Delphi Sells Asian Safety Business

Sweden’s Autoliv Inc. has agreed to buy most of Delphi Holding LLP’s occupant protection systems business in China and South Korea for an undisclosed price. The units generate annual sales of about $250 million and supply such companies as Chery, Kia, Hyundai and Tata.

Following the purchase, which is expected to close by March 31, Autoliv will have acquired virtually all of Delphi’s occupant protection system units (airbags, seatbelts and steering wheel components) worldwide.

Autoliv announced two deals late last year to buy Delphi’s steering wheel unit in Mexico and its safety systems businesses in Europe and North America. Those units are expected to produce combined sales of about $150 million this year.

Delphi has been selling off non-core businesses since it emerged from a four-year bankruptcy in October.

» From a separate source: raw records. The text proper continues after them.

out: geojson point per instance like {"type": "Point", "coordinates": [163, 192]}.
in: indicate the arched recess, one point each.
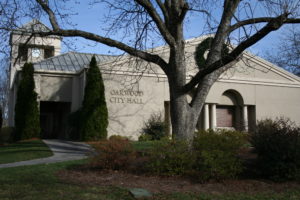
{"type": "Point", "coordinates": [229, 111]}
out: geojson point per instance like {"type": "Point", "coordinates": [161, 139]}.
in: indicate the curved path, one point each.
{"type": "Point", "coordinates": [62, 150]}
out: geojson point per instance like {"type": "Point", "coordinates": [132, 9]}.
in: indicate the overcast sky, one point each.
{"type": "Point", "coordinates": [92, 19]}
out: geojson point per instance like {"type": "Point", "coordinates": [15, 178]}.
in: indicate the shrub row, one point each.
{"type": "Point", "coordinates": [277, 144]}
{"type": "Point", "coordinates": [212, 154]}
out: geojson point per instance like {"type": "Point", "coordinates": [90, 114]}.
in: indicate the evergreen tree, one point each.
{"type": "Point", "coordinates": [1, 118]}
{"type": "Point", "coordinates": [94, 110]}
{"type": "Point", "coordinates": [27, 119]}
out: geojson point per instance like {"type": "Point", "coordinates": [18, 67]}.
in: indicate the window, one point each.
{"type": "Point", "coordinates": [48, 52]}
{"type": "Point", "coordinates": [23, 53]}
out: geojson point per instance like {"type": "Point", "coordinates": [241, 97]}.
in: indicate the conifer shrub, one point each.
{"type": "Point", "coordinates": [113, 154]}
{"type": "Point", "coordinates": [94, 114]}
{"type": "Point", "coordinates": [216, 154]}
{"type": "Point", "coordinates": [153, 128]}
{"type": "Point", "coordinates": [27, 117]}
{"type": "Point", "coordinates": [1, 119]}
{"type": "Point", "coordinates": [74, 122]}
{"type": "Point", "coordinates": [277, 144]}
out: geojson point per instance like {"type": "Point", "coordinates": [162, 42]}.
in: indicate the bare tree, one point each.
{"type": "Point", "coordinates": [288, 52]}
{"type": "Point", "coordinates": [242, 23]}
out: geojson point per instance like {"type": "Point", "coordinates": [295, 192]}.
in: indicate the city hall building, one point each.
{"type": "Point", "coordinates": [251, 90]}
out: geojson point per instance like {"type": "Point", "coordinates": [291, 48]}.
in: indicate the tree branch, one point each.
{"type": "Point", "coordinates": [273, 25]}
{"type": "Point", "coordinates": [260, 20]}
{"type": "Point", "coordinates": [50, 13]}
{"type": "Point", "coordinates": [154, 58]}
{"type": "Point", "coordinates": [158, 21]}
{"type": "Point", "coordinates": [163, 9]}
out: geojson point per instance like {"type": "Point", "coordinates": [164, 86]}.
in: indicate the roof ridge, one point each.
{"type": "Point", "coordinates": [92, 53]}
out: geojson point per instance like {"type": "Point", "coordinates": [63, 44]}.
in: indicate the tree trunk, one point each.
{"type": "Point", "coordinates": [183, 117]}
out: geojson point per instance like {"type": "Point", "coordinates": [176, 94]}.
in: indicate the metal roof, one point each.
{"type": "Point", "coordinates": [70, 62]}
{"type": "Point", "coordinates": [32, 26]}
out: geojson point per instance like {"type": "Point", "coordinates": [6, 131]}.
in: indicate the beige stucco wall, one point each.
{"type": "Point", "coordinates": [17, 39]}
{"type": "Point", "coordinates": [131, 105]}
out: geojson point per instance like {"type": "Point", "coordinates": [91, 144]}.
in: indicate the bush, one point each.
{"type": "Point", "coordinates": [6, 134]}
{"type": "Point", "coordinates": [216, 153]}
{"type": "Point", "coordinates": [1, 118]}
{"type": "Point", "coordinates": [154, 128]}
{"type": "Point", "coordinates": [27, 116]}
{"type": "Point", "coordinates": [94, 110]}
{"type": "Point", "coordinates": [170, 157]}
{"type": "Point", "coordinates": [118, 137]}
{"type": "Point", "coordinates": [113, 154]}
{"type": "Point", "coordinates": [277, 144]}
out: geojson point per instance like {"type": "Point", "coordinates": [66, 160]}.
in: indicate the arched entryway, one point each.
{"type": "Point", "coordinates": [230, 112]}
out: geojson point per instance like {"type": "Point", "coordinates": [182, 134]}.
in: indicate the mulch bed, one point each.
{"type": "Point", "coordinates": [157, 184]}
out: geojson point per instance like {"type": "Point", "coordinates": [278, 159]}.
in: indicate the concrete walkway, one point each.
{"type": "Point", "coordinates": [62, 150]}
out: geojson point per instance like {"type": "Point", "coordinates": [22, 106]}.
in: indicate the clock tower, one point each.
{"type": "Point", "coordinates": [26, 47]}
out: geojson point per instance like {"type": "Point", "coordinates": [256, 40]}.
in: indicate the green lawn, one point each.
{"type": "Point", "coordinates": [40, 182]}
{"type": "Point", "coordinates": [21, 151]}
{"type": "Point", "coordinates": [144, 145]}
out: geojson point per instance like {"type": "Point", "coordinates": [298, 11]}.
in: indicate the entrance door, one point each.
{"type": "Point", "coordinates": [225, 116]}
{"type": "Point", "coordinates": [53, 117]}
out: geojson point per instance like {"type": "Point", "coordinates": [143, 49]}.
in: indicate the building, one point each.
{"type": "Point", "coordinates": [251, 90]}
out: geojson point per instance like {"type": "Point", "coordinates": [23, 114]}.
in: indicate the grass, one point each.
{"type": "Point", "coordinates": [26, 150]}
{"type": "Point", "coordinates": [40, 182]}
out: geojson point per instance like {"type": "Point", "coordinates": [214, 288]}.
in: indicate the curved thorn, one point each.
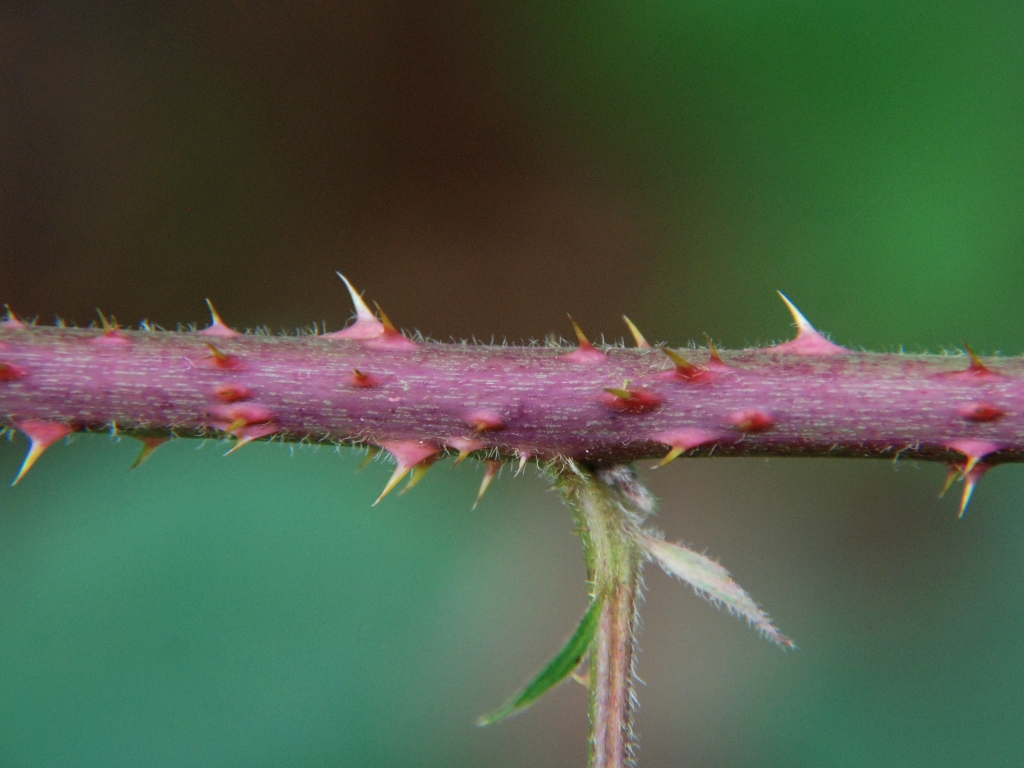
{"type": "Point", "coordinates": [363, 312]}
{"type": "Point", "coordinates": [489, 470]}
{"type": "Point", "coordinates": [217, 326]}
{"type": "Point", "coordinates": [396, 476]}
{"type": "Point", "coordinates": [637, 336]}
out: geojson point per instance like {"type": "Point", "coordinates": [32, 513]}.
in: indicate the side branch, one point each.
{"type": "Point", "coordinates": [607, 506]}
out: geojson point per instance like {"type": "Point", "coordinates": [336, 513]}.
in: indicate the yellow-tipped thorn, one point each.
{"type": "Point", "coordinates": [969, 484]}
{"type": "Point", "coordinates": [148, 445]}
{"type": "Point", "coordinates": [35, 451]}
{"type": "Point", "coordinates": [670, 457]}
{"type": "Point", "coordinates": [217, 326]}
{"type": "Point", "coordinates": [363, 312]}
{"type": "Point", "coordinates": [418, 471]}
{"type": "Point", "coordinates": [803, 325]}
{"type": "Point", "coordinates": [41, 435]}
{"type": "Point", "coordinates": [637, 336]}
{"type": "Point", "coordinates": [399, 472]}
{"type": "Point", "coordinates": [523, 458]}
{"type": "Point", "coordinates": [236, 425]}
{"type": "Point", "coordinates": [388, 327]}
{"type": "Point", "coordinates": [489, 470]}
{"type": "Point", "coordinates": [241, 442]}
{"type": "Point", "coordinates": [372, 452]}
{"type": "Point", "coordinates": [220, 356]}
{"type": "Point", "coordinates": [952, 472]}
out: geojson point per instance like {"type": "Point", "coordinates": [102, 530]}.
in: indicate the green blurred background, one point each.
{"type": "Point", "coordinates": [481, 168]}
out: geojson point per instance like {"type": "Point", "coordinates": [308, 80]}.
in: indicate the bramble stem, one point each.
{"type": "Point", "coordinates": [608, 505]}
{"type": "Point", "coordinates": [513, 401]}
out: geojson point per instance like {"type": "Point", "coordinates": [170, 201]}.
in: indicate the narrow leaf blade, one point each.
{"type": "Point", "coordinates": [713, 582]}
{"type": "Point", "coordinates": [557, 670]}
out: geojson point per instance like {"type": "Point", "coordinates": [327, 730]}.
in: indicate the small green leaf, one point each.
{"type": "Point", "coordinates": [557, 670]}
{"type": "Point", "coordinates": [712, 581]}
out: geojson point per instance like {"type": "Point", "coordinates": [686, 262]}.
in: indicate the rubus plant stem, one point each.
{"type": "Point", "coordinates": [580, 412]}
{"type": "Point", "coordinates": [535, 401]}
{"type": "Point", "coordinates": [608, 506]}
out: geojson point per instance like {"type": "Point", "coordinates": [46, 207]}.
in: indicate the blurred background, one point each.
{"type": "Point", "coordinates": [481, 169]}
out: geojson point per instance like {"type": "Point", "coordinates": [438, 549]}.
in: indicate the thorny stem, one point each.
{"type": "Point", "coordinates": [608, 505]}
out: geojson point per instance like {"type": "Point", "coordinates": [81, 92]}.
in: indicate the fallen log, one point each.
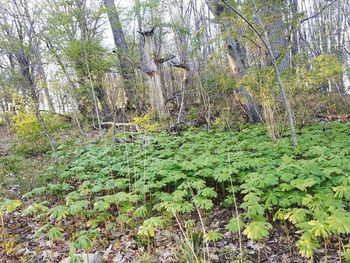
{"type": "Point", "coordinates": [117, 124]}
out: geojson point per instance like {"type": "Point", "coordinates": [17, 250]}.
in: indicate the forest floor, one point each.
{"type": "Point", "coordinates": [323, 155]}
{"type": "Point", "coordinates": [5, 141]}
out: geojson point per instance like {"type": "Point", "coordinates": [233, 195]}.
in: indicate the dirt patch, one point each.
{"type": "Point", "coordinates": [5, 139]}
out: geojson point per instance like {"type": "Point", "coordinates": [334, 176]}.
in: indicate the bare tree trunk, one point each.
{"type": "Point", "coordinates": [237, 56]}
{"type": "Point", "coordinates": [126, 67]}
{"type": "Point", "coordinates": [186, 80]}
{"type": "Point", "coordinates": [153, 73]}
{"type": "Point", "coordinates": [279, 79]}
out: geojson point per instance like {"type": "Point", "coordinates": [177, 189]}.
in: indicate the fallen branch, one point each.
{"type": "Point", "coordinates": [112, 124]}
{"type": "Point", "coordinates": [69, 118]}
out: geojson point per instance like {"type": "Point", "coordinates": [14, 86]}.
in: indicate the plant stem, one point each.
{"type": "Point", "coordinates": [186, 238]}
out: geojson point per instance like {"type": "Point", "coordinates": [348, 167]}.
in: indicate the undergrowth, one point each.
{"type": "Point", "coordinates": [160, 178]}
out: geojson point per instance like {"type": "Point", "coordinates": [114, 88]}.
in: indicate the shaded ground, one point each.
{"type": "Point", "coordinates": [21, 245]}
{"type": "Point", "coordinates": [5, 138]}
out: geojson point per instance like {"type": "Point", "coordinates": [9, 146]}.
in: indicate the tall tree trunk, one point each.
{"type": "Point", "coordinates": [237, 57]}
{"type": "Point", "coordinates": [278, 77]}
{"type": "Point", "coordinates": [127, 70]}
{"type": "Point", "coordinates": [153, 72]}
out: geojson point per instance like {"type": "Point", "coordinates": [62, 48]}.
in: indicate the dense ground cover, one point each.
{"type": "Point", "coordinates": [179, 183]}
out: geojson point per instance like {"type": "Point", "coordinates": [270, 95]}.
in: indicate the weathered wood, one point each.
{"type": "Point", "coordinates": [116, 124]}
{"type": "Point", "coordinates": [153, 73]}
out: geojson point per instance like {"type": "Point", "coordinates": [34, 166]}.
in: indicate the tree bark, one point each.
{"type": "Point", "coordinates": [153, 73]}
{"type": "Point", "coordinates": [126, 67]}
{"type": "Point", "coordinates": [237, 56]}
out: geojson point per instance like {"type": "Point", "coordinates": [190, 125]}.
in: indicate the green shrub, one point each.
{"type": "Point", "coordinates": [29, 136]}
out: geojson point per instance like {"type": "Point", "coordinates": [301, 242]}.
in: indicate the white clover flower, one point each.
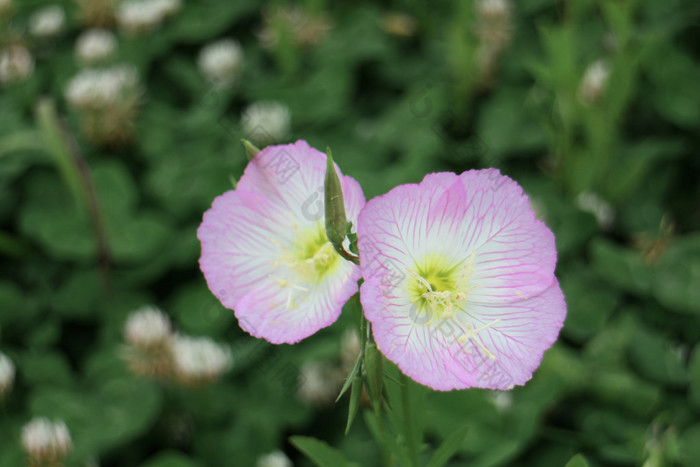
{"type": "Point", "coordinates": [220, 62]}
{"type": "Point", "coordinates": [274, 459]}
{"type": "Point", "coordinates": [99, 88]}
{"type": "Point", "coordinates": [7, 374]}
{"type": "Point", "coordinates": [594, 82]}
{"type": "Point", "coordinates": [147, 327]}
{"type": "Point", "coordinates": [47, 22]}
{"type": "Point", "coordinates": [493, 9]}
{"type": "Point", "coordinates": [16, 64]}
{"type": "Point", "coordinates": [96, 13]}
{"type": "Point", "coordinates": [602, 210]}
{"type": "Point", "coordinates": [199, 359]}
{"type": "Point", "coordinates": [95, 45]}
{"type": "Point", "coordinates": [46, 441]}
{"type": "Point", "coordinates": [266, 122]}
{"type": "Point", "coordinates": [320, 383]}
{"type": "Point", "coordinates": [284, 23]}
{"type": "Point", "coordinates": [138, 16]}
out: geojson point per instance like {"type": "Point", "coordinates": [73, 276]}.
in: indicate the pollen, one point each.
{"type": "Point", "coordinates": [441, 286]}
{"type": "Point", "coordinates": [309, 261]}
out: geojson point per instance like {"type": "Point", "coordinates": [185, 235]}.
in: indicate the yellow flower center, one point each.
{"type": "Point", "coordinates": [309, 261]}
{"type": "Point", "coordinates": [440, 286]}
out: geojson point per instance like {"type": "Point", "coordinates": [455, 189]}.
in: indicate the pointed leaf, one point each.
{"type": "Point", "coordinates": [351, 377]}
{"type": "Point", "coordinates": [355, 396]}
{"type": "Point", "coordinates": [336, 222]}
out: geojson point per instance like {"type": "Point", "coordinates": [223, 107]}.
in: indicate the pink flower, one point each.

Autoliv describes itself as the world’s top producer of safety harnesses and airbags. Its sales last year totaled about $4.85 billion, down 20% from 2008. But fourth-quarter sales spiked 10% from the year-ago period, led by strong demand in China and Europe.


Fake Parts on the Rise in India

As car production and sales soar in India, so too does the market for counterfeit components, warns India’s Automotive Component Manufacturers Assn. ACMA estimates that sales of spurious parts now totals $1.14 billion per year, nearly one-third of the country’s overall annual $3.57 billion replacement parts market.

Bogus components take sales from legitimate manufacturers and reduce tax revenues. Quality also is affected and could lead to safety risks, since counterfeit parts typically involve low-grade materials, short-cut processes and little or no performance testing.

Parts such as brake shoes, lights, filters, clutches and pistons can easily be copied, But ACMA Deputy Director Monika Handa tells AutoBeat ASIA that fake parts typically wear out much faster—in some cases within a few days.

Handa says the market for bogus parts is likely to expand, especially in rural markets and among first-time buyers who are very price-conscious but lack market savvy.

India has adequate laws against counterfeit parts that protect intellectual property, but Handa says enforcement has been spotty. High excise duties also have spurred counterfeiting as a means to reduce costs. Copies of Bosch parts and those of other major brands imported from China have reached nearly a 1:1 ratio, Handa says.

ACMA has been working to improve awareness of the problem. At the Asli-Naqli (genuine and duplicate) pavilion at last month’s auto expo in New Delhi, for example, counterfeit parts were displayed next to real ones to highlight the differences between the two. Company representatives were on hand to detail the variations in the fake part. Handa says there also is a constant effort by the parts manufacturer to improve and change packaging before it is copied.

ACMA is working with authorities to target counterfeit producers. Handa says more than 160 facilities have been raided as a result of the program.


Ford Venture Resumes Production of Van

Jiangling Motors Co. has resumed production of Ford Motor Co.’s Transit Classic diesel-powered commercial vans in China. Output at Jiangling’s Nanchang plant was temporarily delayed last week in the wake of Toyota Motor Corp.’s massive recall related to the accelerator pedal assembly supplied by Elkart, Ind.-based CTS Corp., which also makes the pedal for the China-built Transit.

Ford says its joint venture with Jiangling Motors Corp. has built fewer than 1,700 Transit fullsize vans since it began using pedals made by CTS in December. There have been no reported problems of uncontrolled acceleration in the Transit vans.

In affected Toyota vehicles sold in North America, China and Europe, the accelerator pedal mechanism may prematurely wear, causing it to stick and take longer to return to the set position after being released.


Malaysian Company Launches Automotive College

DRB-Hicom Bhd, a large car distributor in Malaysia, is establishing a university curriculum dedicated for the automotive industry. Some $2.9 million has been earmarked for a new school: Hicom University College. The program will include post-graduate-level courses for local and international students. Little else about the program has been announced.